# Post Training Quantization

## Overview

[TensorFlow Lite](https://www.tensorflow.org/lite/) now supports
converting weights to 8 bit precision as part of model conversion from
tensorflow graphdefs to TFLite's flat buffer format. Weight quantization
achieves a 4x reduction in the model size. In addition, TFLite supports on the
fly quantization and dequantization of activations to allow for:

1.  Using quantized kernels for faster implementation when available.

2.  Mixing of floating-point kernels with quantized kernels for different parts
    of the graph.

Note that the activations are always stored in floating point. For ops that
support quantized kernels, the activations are quantized to 8 bits of precision
dynamically prior to processing and are de-quantized to float precision after
processing. Depending on the model being converted, this can give a speedup over
pure floating point computation.

In contrast to
[quantization aware training](https://github.com/tensorflow/tensorflow/tree/master/tensorflow/contrib/quantize)
, the weights are quantized post training and the activations are quantized dynamically 
at inference in this method.
Therefore, the model weights are not retrained to compensate for quantization
induced errors.
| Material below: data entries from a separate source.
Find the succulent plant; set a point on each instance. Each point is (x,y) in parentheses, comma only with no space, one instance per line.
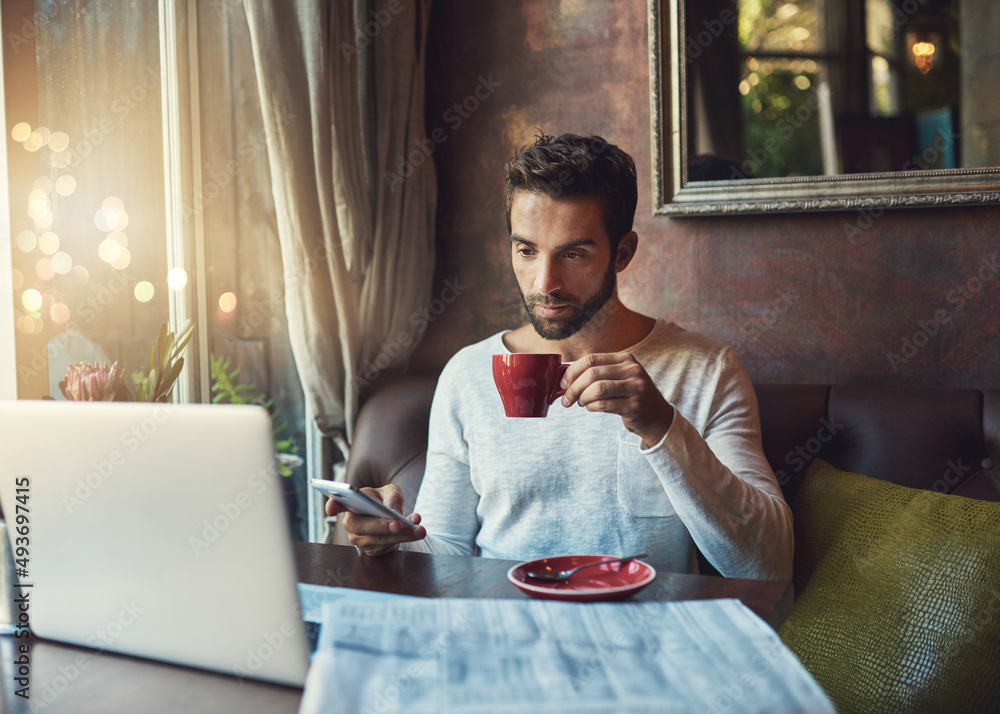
(165,363)
(86,382)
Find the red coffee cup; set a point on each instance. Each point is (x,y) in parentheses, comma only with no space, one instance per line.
(528,383)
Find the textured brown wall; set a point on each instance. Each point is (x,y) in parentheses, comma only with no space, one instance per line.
(800,300)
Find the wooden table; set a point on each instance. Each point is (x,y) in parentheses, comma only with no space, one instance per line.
(74,679)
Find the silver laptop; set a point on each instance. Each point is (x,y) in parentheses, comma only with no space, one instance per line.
(155,530)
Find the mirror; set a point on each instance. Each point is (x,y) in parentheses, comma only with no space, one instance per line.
(809,105)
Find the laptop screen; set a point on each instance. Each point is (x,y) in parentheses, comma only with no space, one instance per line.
(155,530)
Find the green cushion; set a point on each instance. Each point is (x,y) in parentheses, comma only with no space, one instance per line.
(897,595)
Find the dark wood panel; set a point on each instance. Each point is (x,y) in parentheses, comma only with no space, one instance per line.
(66,678)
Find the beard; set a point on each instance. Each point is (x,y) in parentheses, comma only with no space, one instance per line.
(578,315)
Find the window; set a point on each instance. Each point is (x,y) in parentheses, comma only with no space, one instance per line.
(139,194)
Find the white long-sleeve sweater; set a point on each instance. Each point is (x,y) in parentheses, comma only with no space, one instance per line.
(579,482)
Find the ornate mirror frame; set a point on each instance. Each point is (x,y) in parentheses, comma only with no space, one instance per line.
(673,194)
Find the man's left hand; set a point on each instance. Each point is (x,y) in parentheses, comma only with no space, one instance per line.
(618,384)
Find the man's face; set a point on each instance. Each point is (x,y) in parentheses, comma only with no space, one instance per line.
(562,260)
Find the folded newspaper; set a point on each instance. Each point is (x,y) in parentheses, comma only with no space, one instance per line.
(404,654)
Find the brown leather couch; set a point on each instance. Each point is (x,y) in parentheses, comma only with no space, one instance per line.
(946,440)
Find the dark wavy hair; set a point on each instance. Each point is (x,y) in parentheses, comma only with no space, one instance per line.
(572,166)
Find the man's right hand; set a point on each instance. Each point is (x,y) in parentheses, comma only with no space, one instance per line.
(378,536)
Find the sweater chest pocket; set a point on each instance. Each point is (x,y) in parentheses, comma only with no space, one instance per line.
(640,492)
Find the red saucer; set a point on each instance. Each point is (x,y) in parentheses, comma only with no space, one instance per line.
(613,581)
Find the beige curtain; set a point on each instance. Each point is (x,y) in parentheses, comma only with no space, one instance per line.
(342,89)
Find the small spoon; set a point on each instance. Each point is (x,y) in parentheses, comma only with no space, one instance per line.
(553,576)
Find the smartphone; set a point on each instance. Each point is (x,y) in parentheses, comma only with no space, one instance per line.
(356,501)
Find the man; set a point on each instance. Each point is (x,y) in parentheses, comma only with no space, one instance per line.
(656,448)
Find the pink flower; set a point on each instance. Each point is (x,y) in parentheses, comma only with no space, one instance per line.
(85,382)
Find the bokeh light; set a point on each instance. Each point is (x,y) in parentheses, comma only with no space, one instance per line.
(21,131)
(144,291)
(59,141)
(227,302)
(31,299)
(79,275)
(44,269)
(122,260)
(108,250)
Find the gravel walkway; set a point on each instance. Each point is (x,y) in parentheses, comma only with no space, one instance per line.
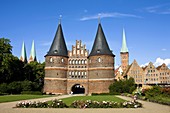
(148,107)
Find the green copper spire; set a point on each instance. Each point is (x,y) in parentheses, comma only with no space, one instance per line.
(33,53)
(23,53)
(124,48)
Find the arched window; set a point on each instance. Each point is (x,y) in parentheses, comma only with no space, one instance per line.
(81,51)
(99,59)
(72,72)
(51,59)
(62,60)
(76,62)
(82,61)
(86,61)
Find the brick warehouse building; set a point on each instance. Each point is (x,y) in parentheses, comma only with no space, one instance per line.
(77,71)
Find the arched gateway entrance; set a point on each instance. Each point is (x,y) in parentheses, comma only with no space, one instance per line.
(78,89)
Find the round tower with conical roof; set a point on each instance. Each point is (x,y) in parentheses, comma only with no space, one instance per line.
(124,54)
(101,64)
(56,61)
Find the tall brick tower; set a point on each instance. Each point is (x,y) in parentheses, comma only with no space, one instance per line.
(124,54)
(56,61)
(23,57)
(101,64)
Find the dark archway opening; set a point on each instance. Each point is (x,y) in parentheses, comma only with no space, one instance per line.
(78,89)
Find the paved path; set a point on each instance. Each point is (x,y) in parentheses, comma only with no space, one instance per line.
(148,107)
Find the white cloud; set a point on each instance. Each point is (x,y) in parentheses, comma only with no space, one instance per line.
(143,65)
(164,49)
(108,15)
(85,11)
(158,9)
(160,61)
(46,44)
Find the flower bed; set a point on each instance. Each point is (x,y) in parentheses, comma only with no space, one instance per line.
(78,104)
(105,104)
(44,104)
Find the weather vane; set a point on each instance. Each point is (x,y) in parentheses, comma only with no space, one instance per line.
(99,17)
(60,19)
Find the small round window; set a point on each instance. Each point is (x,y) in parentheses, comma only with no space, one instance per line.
(99,59)
(62,60)
(51,59)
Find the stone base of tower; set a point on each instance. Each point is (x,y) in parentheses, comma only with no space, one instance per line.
(55,86)
(99,85)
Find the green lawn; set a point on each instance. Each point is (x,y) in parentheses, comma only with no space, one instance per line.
(10,98)
(69,100)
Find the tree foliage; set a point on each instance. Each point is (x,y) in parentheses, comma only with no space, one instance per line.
(122,86)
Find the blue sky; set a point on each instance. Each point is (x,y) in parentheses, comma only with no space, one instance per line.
(146,23)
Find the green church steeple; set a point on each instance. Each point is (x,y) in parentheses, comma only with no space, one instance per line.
(124,48)
(33,53)
(23,53)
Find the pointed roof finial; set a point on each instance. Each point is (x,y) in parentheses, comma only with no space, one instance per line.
(60,19)
(100,45)
(99,15)
(23,53)
(124,46)
(58,46)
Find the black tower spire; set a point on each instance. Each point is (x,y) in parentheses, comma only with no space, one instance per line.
(100,46)
(58,47)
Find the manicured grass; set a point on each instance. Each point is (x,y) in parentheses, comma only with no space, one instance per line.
(69,100)
(10,98)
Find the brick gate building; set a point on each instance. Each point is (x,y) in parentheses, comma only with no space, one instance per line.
(77,71)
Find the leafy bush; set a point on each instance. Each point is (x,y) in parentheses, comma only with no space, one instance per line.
(158,95)
(78,104)
(52,104)
(15,87)
(100,94)
(4,88)
(104,104)
(32,92)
It is important to check the accuracy of the quantized model to
ensure that the degradation is acceptable.

In this tutorial, we train an MNIST model from scratch, check its accuracy in
tensorflow and then convert the saved model into a Tensorflow Lite flatbuffer
with weight quantization. We finally check the
accuracy of the converted model and compare it to the original saved model. We
run the training script mnist.py from
[Tensorflow official mnist tutorial](https://github.com/tensorflow/models/tree/master/official/mnist).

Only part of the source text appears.